To mark the 40th anniversary of one of the most iconic of British comedy series, a painting was placed in Audley End House in Essex recently. Orchestrated by UK TV’s Gold, the carefully commissioned portrait achieved its purpose as visitors who stumbled across the oil painting hanging in the Great Hall of the historic Jacobean mansion immediately mistook the portrait of Rowan Atkinson’s character for – amongst others – Shakespeare, Sir Walter-Raleigh and even Henry VIII.

According to the British Comedy Guide, the painting, created by renowned artist Tom Croft, shows the much-loved character in his Elizabethan attire, painted in a classical oil on canvas style and completed with an ornate gold frame. Croft painted the portrait across 60 hours, after binging Series 2 of Blackadder repeatedly for reference.

Edmund Blackadder by Tom Croft. Photo courtesy: British Comedy Guide

Tony Robinson, who played Baldrick in the series, says: “What an honor to have been asked to unveil this incredible painting – and what a cunning plan to have it installed by Gold in such an extraordinary location to celebrate 40 years of Blackadder. Tom Croft did an amazing job at capturing Edmund’s witty expression, and I know Baldrick would be thrilled to see his hero hanging at Audley End House.

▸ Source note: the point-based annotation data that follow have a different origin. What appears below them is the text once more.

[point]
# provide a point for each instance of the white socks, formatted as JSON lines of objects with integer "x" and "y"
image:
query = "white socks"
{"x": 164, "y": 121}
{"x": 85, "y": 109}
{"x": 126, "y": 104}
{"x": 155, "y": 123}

In addition to this masterful ‘cunning plan’, UK’s Gold channel will premiere two brand new documentaries Blackadder: A Cunning Story and Blackadder: The Lost Pilot – the latter of which includes the first TV screening of the original pilot. The ‘official’ 40th anniversary date commemorating the first ever broadcast of Blackadder is Thursday, 15 June (1983).